The study found that most teachers were happy to promote green values over knowledge, although there were pockets of resistance. One teacher told Mr Standish: "We already teach as if we were the action wing of Greenpeace. We should develop critical thinking, not blind adherence to green policy."

Eighty-four per cent of teachers agreed that there was a greater emphasis on values and attitudes today, and 68 per cent said fewer facts were taught today than under previous curricula.

Eighty-six per cent said it was now more important to teach about environmental issues while 80 per cent agreed that "geography should teach pupils to respect and reconnect with nature". Many teachers went further. Two thirds thought that teaching about "sustainable lifestyles" and the pupils' roles as "global citizens" was more important than teaching basic skills such as reading maps.

"Selective presentation" of issues is also evident in geography textbooks, the study says. A new A-level textbook, Global Challenge, published by Longman, presents pupils with a series of challenges on "cutting consumption" and "lowering fertility rates".

This bias "leaves pupils with the impression that humans can only cause harm to the environment", Mr Standish concluded.

Many parents backed his findings. Tina Fitzgibbon, a mother of three, from Hemel Hempstead, Herts, said that she was "appalled" to discover that one of her sons, in the early years of secondary school, could talk about "renewable energy sources" and "population issues" but could not point to Egypt, or even Africa, on a map.

"The lessons were anti-facts," Mrs Fitzgibbon said. "They were clogged up with broad environmental issues, sludgy stuff with pretensions of morality. My children have learned more about geography from board games such as Risk than they ever did at school."
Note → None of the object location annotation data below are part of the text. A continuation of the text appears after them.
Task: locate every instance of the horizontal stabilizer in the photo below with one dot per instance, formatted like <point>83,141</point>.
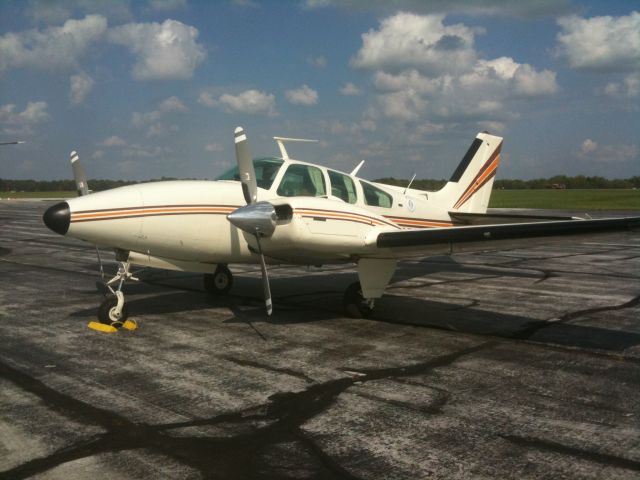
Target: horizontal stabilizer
<point>500,218</point>
<point>414,239</point>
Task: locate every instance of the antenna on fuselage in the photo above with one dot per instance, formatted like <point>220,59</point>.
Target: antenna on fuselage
<point>281,140</point>
<point>410,182</point>
<point>357,169</point>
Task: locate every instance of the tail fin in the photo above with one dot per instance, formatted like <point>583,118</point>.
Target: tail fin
<point>470,186</point>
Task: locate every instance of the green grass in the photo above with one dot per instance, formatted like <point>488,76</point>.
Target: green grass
<point>38,194</point>
<point>617,199</point>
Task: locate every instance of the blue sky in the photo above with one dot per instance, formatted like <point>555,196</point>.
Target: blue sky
<point>155,88</point>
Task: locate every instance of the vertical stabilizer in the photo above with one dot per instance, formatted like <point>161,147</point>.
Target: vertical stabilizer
<point>469,188</point>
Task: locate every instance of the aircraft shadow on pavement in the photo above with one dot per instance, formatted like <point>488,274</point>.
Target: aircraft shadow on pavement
<point>318,296</point>
<point>472,319</point>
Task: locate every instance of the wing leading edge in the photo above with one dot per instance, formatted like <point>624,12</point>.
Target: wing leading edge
<point>423,239</point>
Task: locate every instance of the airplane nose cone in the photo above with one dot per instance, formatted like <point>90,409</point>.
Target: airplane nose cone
<point>57,218</point>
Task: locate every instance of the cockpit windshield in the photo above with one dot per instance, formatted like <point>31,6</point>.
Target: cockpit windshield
<point>266,171</point>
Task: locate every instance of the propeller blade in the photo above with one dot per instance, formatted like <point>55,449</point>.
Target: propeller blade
<point>245,167</point>
<point>265,278</point>
<point>78,175</point>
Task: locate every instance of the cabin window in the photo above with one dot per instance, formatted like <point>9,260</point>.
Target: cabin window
<point>342,187</point>
<point>375,197</point>
<point>266,170</point>
<point>302,180</point>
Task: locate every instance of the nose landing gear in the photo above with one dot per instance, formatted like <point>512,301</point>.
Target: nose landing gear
<point>112,312</point>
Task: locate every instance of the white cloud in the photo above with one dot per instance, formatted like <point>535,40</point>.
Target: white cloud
<point>630,86</point>
<point>166,5</point>
<point>152,121</point>
<point>214,147</point>
<point>163,51</point>
<point>349,89</point>
<point>588,146</point>
<point>427,71</point>
<point>80,86</point>
<point>14,122</point>
<point>302,96</point>
<point>421,42</point>
<point>144,151</point>
<point>54,47</point>
<point>530,83</point>
<point>591,150</point>
<point>172,104</point>
<point>207,100</point>
<point>319,62</point>
<point>601,43</point>
<point>51,12</point>
<point>113,141</point>
<point>524,8</point>
<point>250,101</point>
<point>403,105</point>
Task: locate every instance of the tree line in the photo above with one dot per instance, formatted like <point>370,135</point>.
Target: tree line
<point>63,185</point>
<point>557,181</point>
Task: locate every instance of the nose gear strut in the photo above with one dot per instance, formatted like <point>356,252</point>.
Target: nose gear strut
<point>112,311</point>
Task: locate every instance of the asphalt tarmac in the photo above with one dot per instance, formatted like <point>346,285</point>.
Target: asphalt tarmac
<point>511,363</point>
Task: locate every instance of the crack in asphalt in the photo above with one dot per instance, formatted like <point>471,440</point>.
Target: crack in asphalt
<point>244,455</point>
<point>534,327</point>
<point>598,457</point>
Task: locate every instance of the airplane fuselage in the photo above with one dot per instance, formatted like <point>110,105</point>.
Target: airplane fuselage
<point>184,222</point>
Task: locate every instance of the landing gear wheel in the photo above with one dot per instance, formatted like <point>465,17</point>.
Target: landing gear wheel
<point>107,312</point>
<point>355,305</point>
<point>219,282</point>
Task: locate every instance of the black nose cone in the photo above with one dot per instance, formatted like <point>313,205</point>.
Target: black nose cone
<point>57,218</point>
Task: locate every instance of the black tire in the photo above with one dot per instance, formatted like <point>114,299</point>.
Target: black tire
<point>219,282</point>
<point>105,312</point>
<point>354,303</point>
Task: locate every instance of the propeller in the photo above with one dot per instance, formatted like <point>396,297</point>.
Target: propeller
<point>255,218</point>
<point>78,175</point>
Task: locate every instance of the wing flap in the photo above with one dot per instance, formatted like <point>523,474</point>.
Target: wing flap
<point>465,218</point>
<point>423,239</point>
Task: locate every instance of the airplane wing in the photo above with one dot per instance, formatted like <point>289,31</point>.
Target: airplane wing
<point>476,237</point>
Tom Burkard, who has three children and runs a charity for special needs children in Norfolk, said: "My 14-year-old daughter's class was taught about saving the rainforest but nothing about the people whose livelihood depends on cutting down the trees. It was totally one-sided. The curriculum today promotes simplistic answers instead of real thinking. The green agenda is obscuring children's access to facts.

"It is dispiriting to see how many children do not know basic geography such as where countries are and the names of their capital cities."
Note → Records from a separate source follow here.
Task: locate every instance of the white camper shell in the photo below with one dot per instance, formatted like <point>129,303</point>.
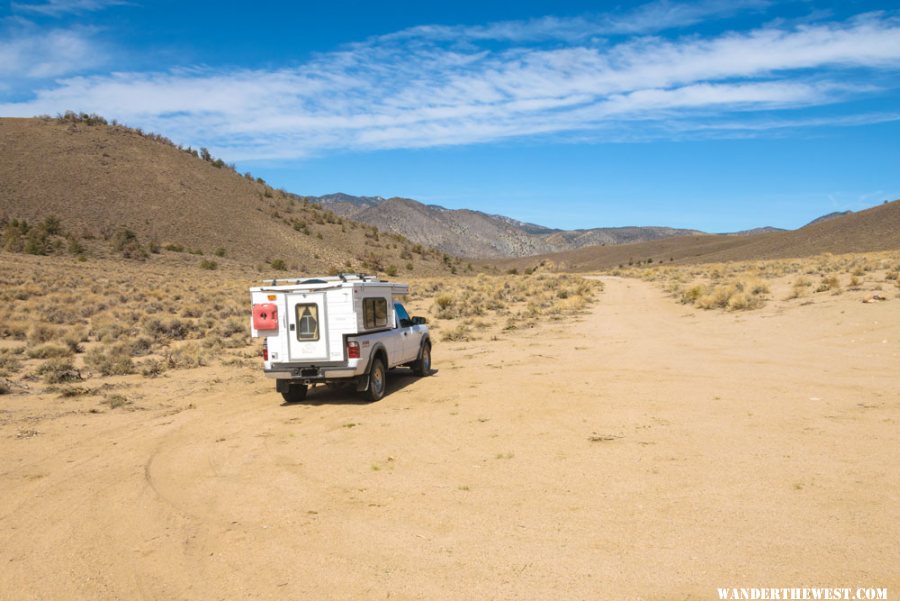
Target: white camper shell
<point>334,329</point>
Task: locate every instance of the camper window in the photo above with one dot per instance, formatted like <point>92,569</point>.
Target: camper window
<point>374,313</point>
<point>307,321</point>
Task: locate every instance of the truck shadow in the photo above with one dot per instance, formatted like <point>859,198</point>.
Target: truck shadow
<point>345,394</point>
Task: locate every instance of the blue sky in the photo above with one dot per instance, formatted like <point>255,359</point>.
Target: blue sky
<point>717,115</point>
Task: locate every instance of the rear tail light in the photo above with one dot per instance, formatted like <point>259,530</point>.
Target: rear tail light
<point>265,316</point>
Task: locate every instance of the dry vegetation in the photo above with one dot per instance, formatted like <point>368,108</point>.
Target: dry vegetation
<point>747,285</point>
<point>98,328</point>
<point>140,195</point>
<point>479,307</point>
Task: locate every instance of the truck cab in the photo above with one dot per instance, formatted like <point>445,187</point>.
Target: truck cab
<point>346,328</point>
Nik Seaton, the chairman of the Campaign for Real Education, said the research "reveals attitudes that are typical of the Left-wing ideology that now controls our state school system".

He added: "The Qualifications and Curriculum Authority and the Geographical Association are obsessed with political correctness to the detriment of our children's education. We have had terrible difficulties with the history being taught in state schools and now geography is a real problem too."

A spokesman for the Qualifications and Curriculum Authority said: "Teaching about environmental change and sustainable development is an integral part of the geography curriculum.

"Pupils develop a wide range of geographical skills, including the ability to analyse and evaluate evidence from a range of sources, before drawing conclusions."